Seena Burns | @nnkdnnkd

I think the real reason why I installed Linux on my desktop was because I could customize my desktop environment. When I first started, I knew nothing and everything was amazing. I kept learning and honing my setup until it slowly reached a steady state. It worked well, looked nice and that was it.

Then it just… became boring. Every new screenshot I saw was the same: there’s a menu bar and there are windows. Sometimes they float and sometimes they tile. Half the beauty is in the wallpaper and the colorscheme and nothing felt innovative anymore.

On the other side, movies are portraying computers with these gorgeous sci-fi interfaces. Like absolutely incredible: Tron and Oblivion and Guardians of The Galaxy. Why don’t desktops look like that? They should. I want that.

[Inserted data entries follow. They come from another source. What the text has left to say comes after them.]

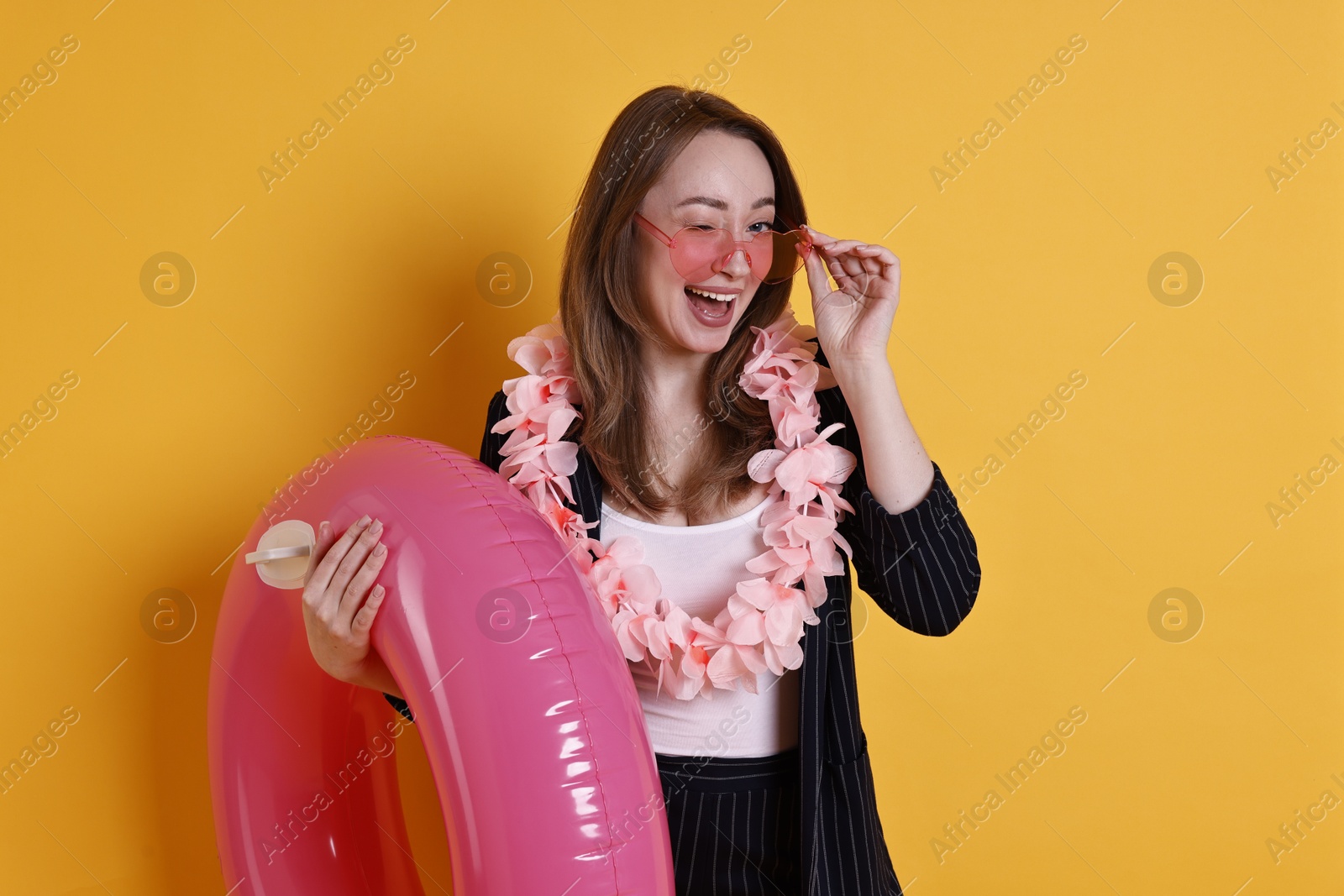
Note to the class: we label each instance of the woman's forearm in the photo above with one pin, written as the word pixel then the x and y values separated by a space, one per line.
pixel 898 468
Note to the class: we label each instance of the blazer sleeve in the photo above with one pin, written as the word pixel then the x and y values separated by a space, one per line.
pixel 920 566
pixel 490 454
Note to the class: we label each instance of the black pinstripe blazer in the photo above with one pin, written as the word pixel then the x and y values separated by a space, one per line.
pixel 921 569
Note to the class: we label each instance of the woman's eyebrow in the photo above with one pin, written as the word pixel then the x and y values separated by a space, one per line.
pixel 718 203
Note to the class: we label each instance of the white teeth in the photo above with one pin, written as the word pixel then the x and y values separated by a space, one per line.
pixel 718 297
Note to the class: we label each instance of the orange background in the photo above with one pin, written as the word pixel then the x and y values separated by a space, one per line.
pixel 1032 262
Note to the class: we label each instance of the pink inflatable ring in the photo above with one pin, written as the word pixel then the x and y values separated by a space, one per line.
pixel 522 698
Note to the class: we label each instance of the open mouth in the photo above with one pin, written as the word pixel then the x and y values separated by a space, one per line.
pixel 709 307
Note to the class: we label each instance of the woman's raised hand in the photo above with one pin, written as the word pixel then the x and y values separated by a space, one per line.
pixel 340 600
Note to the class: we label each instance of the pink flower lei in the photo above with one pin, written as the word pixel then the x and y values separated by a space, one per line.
pixel 761 626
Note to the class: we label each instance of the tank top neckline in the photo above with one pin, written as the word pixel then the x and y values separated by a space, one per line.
pixel 689 530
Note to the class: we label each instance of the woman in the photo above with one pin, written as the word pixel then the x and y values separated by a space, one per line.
pixel 768 785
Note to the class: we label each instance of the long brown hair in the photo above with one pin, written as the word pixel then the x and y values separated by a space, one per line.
pixel 604 322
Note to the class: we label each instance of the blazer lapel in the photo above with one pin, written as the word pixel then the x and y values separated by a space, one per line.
pixel 588 492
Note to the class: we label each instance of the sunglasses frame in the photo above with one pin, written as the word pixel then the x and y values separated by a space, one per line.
pixel 737 244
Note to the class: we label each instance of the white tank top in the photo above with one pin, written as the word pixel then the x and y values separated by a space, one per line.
pixel 699 567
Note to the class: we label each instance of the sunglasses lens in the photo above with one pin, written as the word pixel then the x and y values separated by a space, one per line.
pixel 701 254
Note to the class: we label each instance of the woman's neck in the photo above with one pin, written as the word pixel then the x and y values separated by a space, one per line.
pixel 675 379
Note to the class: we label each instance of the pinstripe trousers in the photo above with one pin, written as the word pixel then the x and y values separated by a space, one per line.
pixel 734 824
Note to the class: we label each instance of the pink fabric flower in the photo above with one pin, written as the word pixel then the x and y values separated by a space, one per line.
pixel 763 625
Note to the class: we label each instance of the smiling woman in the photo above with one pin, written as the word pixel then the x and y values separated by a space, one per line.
pixel 722 567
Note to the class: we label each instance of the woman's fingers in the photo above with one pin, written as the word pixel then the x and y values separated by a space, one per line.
pixel 354 594
pixel 322 578
pixel 354 559
pixel 365 618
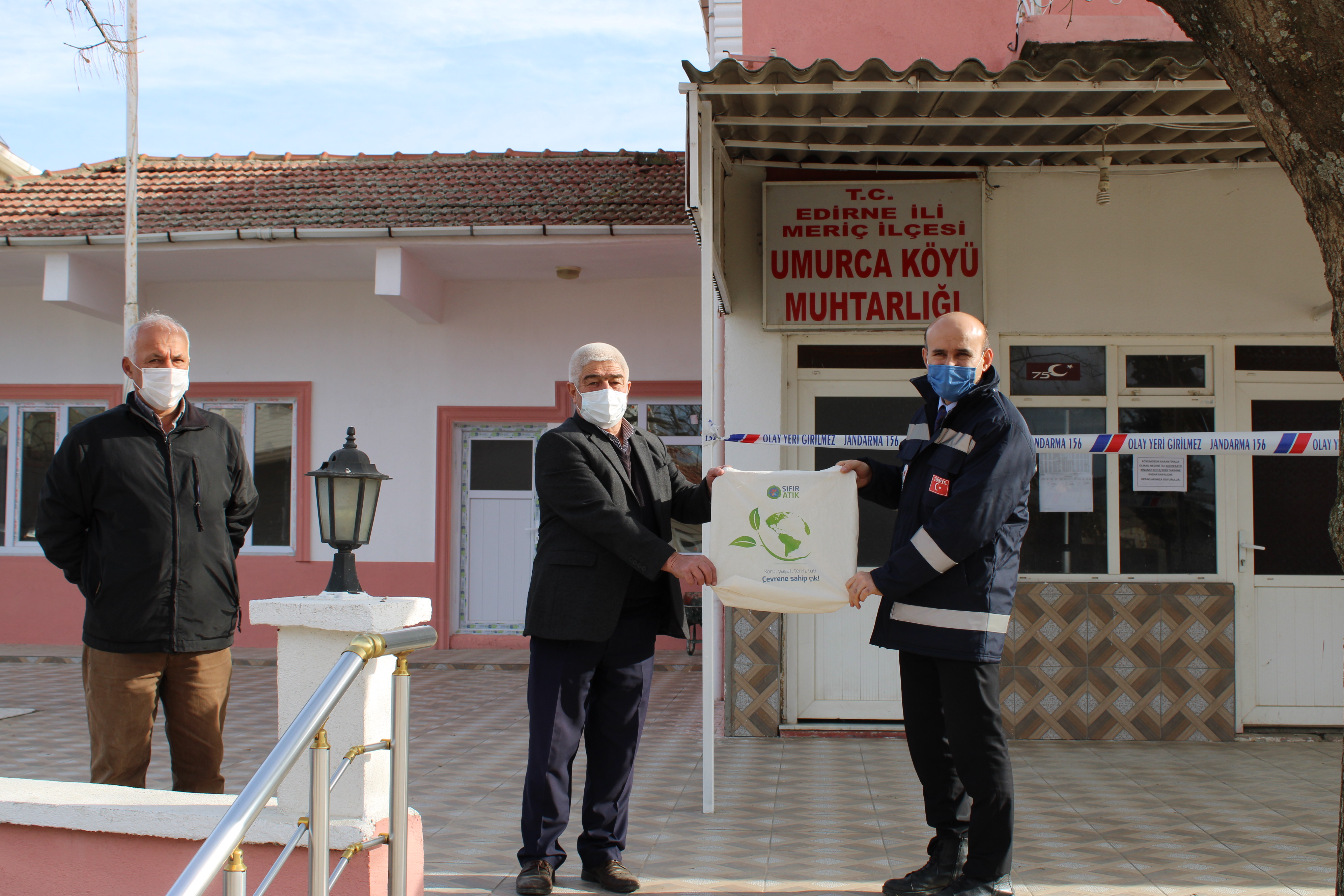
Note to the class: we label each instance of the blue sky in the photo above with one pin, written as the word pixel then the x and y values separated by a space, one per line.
pixel 342 77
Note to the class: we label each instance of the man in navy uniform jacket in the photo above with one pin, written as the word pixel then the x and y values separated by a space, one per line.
pixel 947 593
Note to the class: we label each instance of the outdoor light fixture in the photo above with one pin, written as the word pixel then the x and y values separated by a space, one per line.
pixel 347 496
pixel 1104 180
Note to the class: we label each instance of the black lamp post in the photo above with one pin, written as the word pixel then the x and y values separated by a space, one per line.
pixel 347 496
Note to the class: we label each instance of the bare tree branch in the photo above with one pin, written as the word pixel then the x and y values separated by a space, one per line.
pixel 113 44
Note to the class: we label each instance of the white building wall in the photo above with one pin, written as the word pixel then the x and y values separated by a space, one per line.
pixel 1201 252
pixel 503 343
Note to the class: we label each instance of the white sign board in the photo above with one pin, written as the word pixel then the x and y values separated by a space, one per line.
pixel 871 254
pixel 1159 473
pixel 1065 484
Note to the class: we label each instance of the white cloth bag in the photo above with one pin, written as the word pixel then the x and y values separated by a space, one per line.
pixel 785 542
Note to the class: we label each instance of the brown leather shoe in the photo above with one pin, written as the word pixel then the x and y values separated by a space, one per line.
pixel 612 876
pixel 537 879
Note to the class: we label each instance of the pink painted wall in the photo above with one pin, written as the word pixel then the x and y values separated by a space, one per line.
pixel 58 862
pixel 945 33
pixel 39 606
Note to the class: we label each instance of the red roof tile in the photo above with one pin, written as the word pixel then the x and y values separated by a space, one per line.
pixel 222 193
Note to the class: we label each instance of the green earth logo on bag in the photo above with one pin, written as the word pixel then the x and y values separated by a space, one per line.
pixel 787 530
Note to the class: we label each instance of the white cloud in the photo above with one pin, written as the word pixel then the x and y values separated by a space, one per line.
pixel 354 77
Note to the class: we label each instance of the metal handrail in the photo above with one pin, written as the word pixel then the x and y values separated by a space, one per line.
pixel 303 734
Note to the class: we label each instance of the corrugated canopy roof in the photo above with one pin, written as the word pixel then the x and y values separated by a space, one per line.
pixel 1165 113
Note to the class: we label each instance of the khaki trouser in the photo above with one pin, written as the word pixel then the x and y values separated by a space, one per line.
pixel 121 696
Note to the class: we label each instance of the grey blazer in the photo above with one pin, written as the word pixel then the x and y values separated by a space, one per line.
pixel 592 540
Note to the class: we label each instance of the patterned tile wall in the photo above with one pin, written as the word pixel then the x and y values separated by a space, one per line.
pixel 1120 663
pixel 1132 662
pixel 755 692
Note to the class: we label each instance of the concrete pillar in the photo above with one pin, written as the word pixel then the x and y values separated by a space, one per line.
pixel 314 632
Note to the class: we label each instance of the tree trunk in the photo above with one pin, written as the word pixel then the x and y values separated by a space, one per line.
pixel 1285 62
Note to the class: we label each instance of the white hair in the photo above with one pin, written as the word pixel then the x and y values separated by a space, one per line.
pixel 592 354
pixel 152 319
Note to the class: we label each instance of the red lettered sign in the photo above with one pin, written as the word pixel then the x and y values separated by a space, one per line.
pixel 1047 371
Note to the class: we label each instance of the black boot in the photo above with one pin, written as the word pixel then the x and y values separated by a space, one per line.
pixel 974 887
pixel 947 856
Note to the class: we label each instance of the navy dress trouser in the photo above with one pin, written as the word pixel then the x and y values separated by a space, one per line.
pixel 957 746
pixel 598 690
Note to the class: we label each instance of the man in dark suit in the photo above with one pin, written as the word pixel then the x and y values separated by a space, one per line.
pixel 603 590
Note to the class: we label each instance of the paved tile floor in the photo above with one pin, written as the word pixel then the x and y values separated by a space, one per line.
pixel 796 816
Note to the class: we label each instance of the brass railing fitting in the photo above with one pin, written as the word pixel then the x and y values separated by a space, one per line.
pixel 361 750
pixel 367 647
pixel 369 844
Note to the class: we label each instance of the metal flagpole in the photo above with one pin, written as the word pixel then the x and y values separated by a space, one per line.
pixel 131 313
pixel 706 183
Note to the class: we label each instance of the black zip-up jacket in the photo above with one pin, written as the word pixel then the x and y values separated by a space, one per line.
pixel 961 494
pixel 148 524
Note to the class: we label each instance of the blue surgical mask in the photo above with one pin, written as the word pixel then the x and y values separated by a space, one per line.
pixel 952 382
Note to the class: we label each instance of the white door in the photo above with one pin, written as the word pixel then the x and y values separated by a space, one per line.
pixel 833 670
pixel 1291 617
pixel 501 530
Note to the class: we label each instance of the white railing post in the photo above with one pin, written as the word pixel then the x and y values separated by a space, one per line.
pixel 319 820
pixel 398 824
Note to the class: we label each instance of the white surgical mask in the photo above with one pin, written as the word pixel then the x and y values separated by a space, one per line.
pixel 603 408
pixel 162 387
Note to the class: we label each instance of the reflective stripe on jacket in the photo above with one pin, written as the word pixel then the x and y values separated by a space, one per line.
pixel 961 500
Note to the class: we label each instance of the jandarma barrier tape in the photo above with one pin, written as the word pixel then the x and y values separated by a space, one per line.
pixel 1276 443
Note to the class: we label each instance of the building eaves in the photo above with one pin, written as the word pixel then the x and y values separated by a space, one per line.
pixel 319 193
pixel 924 117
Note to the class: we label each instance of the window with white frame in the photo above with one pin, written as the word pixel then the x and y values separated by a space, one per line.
pixel 1102 515
pixel 269 432
pixel 676 422
pixel 30 433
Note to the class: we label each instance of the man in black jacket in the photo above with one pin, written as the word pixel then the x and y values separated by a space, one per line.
pixel 947 596
pixel 603 590
pixel 146 508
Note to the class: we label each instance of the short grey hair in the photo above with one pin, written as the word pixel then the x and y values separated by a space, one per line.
pixel 592 354
pixel 152 319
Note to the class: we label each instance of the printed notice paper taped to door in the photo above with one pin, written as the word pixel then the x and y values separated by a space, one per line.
pixel 785 542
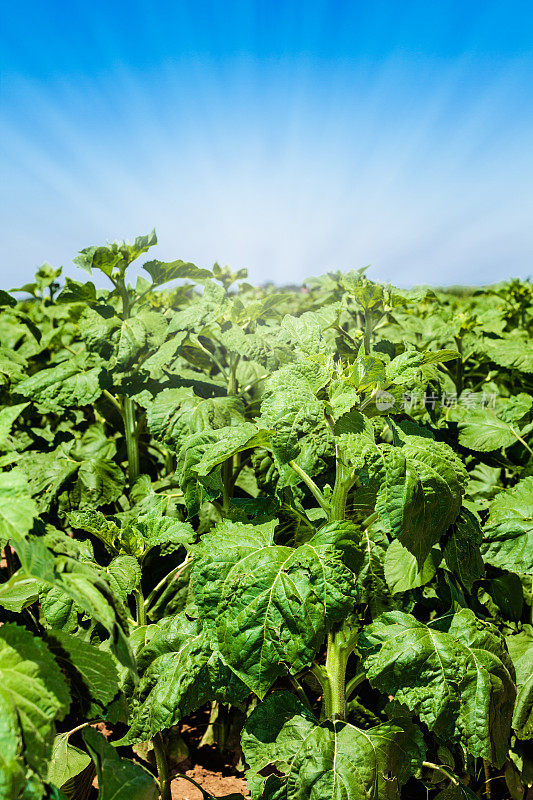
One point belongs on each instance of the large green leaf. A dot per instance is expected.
(118, 778)
(71, 383)
(455, 673)
(92, 671)
(508, 534)
(76, 581)
(115, 256)
(520, 647)
(333, 760)
(179, 673)
(419, 490)
(269, 607)
(33, 694)
(18, 592)
(461, 551)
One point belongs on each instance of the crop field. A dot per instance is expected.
(264, 542)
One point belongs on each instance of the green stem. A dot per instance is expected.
(352, 684)
(227, 467)
(132, 444)
(112, 399)
(162, 766)
(439, 768)
(338, 653)
(343, 483)
(166, 580)
(368, 331)
(300, 692)
(139, 605)
(311, 485)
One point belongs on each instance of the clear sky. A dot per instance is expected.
(288, 137)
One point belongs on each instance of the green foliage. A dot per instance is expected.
(309, 511)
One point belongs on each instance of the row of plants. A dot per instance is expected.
(306, 511)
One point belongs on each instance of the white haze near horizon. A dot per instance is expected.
(425, 180)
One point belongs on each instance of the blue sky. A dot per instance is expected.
(287, 137)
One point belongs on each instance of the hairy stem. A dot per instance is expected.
(162, 766)
(352, 684)
(311, 485)
(132, 443)
(368, 332)
(165, 582)
(444, 770)
(139, 605)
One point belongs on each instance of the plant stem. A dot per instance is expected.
(339, 495)
(166, 580)
(112, 399)
(368, 332)
(444, 770)
(227, 467)
(132, 444)
(486, 771)
(162, 766)
(336, 662)
(520, 439)
(352, 684)
(311, 485)
(139, 605)
(300, 692)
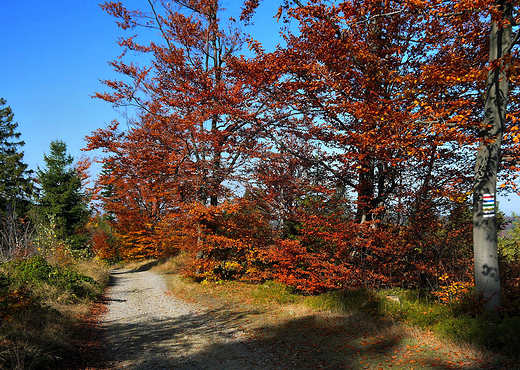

But when you start to look into it, they’re really damn inflexible. They’re unusable and unnecessary: you have multiple views of the same data on screen, precious real estate going to data that is permanently displayed instead of on request. They are expensive: the entire interface is visually continuous because every program must have a custom design, often animated (an immense increase in effort). And finally the setup is fixed. Window managers have an incredible flexibility in letting you contextually adjust your setup. When I develop I might want two windows open. For browsing, maybe just a single web browser fills the screen. The switch is an unnoticeable press of a few hotkeys, not a hours of piecing together a new interface.

So what I’ve seen people do with their setups is constrained by productivity, but what happens when a bit of this productivity is sacrificed is still vastly unexplored. These CGI interfaces are undeniably beautiful and I am making a project of turning them into reality.

I’ll keep the dev log posted with my progress, maybe writing some longer posts too. I also spend a lot of time finding inspiration for this sort of thing so maybe I can get a Tumblr or repository going for what I find.